特別の事情がある場合は例外的にこの上限を超えてもよいが、時間外労働が年720時間以内、時間外労働と休日労働の合計が月100時間未満という条件を守る必要がある。ただし、災害時の復旧や復興事業に関しては例外規定にのっとる。時間外労働の上限規制に違反した場合は、6カ月以下の懲役または30万円以下の罰金に処される。また、36協定を結んでいたとしても時間外労働の上限を超えることはできない。
■働き方改革が求められている理由について
建設現場では現場人材の高齢化と若者の不足が顕著である。国土交通省では21年の建設業就業者のうち55歳以上が35・5%である一方、29歳以下の若者は全体の約12・0%である。高齢者の退職は今後増えることから、次世代の若者たちにとって魅力ある建設業へ変化することが望まれる。
また、20世紀後半から建設業の人手不足は慢性化しており、労働環境の改善に向けた取り組みが望まれる。建設業の就業者数はピーク時の1997年が685万人に対して、21年は485万人で約30%減少している。
さらに、建設業の年間実労働時間は21年度では1978時間となっており、製造業は104時間少ない1874時間である。この労働時間の差を見ると、建設業における長時間労働は24年問題における大きな改善が必要である。
現在までに建設業が取り組んできたこととしては、週休2日制と長時間労働の減少、情報通信技術(ICT)の導入、技能に見合った賃金の支給、福利厚生などの各種手当の充実、であった。特に長時間労働の是正が公共工事ではすでに導入されているように、民間工事でも週休2日制導入により労働環境を改善し、若者が建設現場へ入職しやすい職場環境を整えた。
■働き方改革による労働状況の改善について
適正工期算定プログラムによる施工時期の平準化の推進について述べる。
建設工事に従事する全ての者が時間外労働の上限規制に抵触することのないよう、工事の内容と規模および難易度、地域の実情の把握、自然条件、施工条件などを確認し、準備期間、週休2日や祝祭日、年末年始・夏季休暇といった、施工管理技術者や技能労働者の休日確保と適正工期を設定することが行われてきた。日本建設業連合会では建設工事の適正工期算定プログラムを作成している。多くのゼネコンや設計事務所がすでに活用しており、施工時期の平準化を行っている。また、工事着手前に工程表を作成した上で工事の進捗状況を元請と共有している。
建設業の時間外労働の削減には、労働時間の管理強化や効率的な業務運営が必須である。業務の効率化を図るための勤怠管理システム導入により、労働時間の管理を強化するといった業務プロセスを見直した上でICTを活用することが重要である。

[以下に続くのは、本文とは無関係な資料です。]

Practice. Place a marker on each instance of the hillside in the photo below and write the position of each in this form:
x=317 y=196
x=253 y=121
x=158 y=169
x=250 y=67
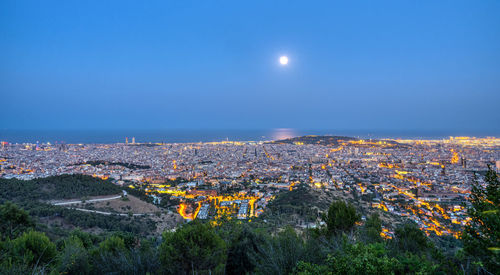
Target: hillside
x=37 y=195
x=302 y=207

次に社会保険における法定福利費などの確保の徹底について述べる。
労務費や社会保険の法定福利費、安全衛生管理経費、建設業退職金共済制度などに十分対応できるような代金設定と見積書や請負代金内訳書に明示することによる確保の徹底が行われている。また、工事着手前に労務費や社会保険の法定福利費、安全衛生経費などの必要経費を盛り込んだ見積書や請負代金内訳書を作成している。
次に建設工事の生産性向上について述べる。
建築工事では建築プロジェクトのフロントローディング・実施設計・施工・維持保全・解体工事などの全ての段階において3次元(3D)モデリング技術「BIM」活用の徹底が図られた。土木工事ではドローンによる3Dレーザー測量やデジタル写真測量による現況測量・出来型測量の実施、ICT建機、情報共有システム、プレキャスト製品などの導入・活用およびフロントローディング時による詳細な検討などによる生産性向上が行われている。
最後に下請負契約における週休2日の徹底について述べる。
下請負契約においても長時間労働の是正や週休2日の確保などを考慮して適正な工期を重視した内容が設定されている。特に人手不足や高齢化の著しい建設業では、ワークシェアリングの導入も効果が期待できる。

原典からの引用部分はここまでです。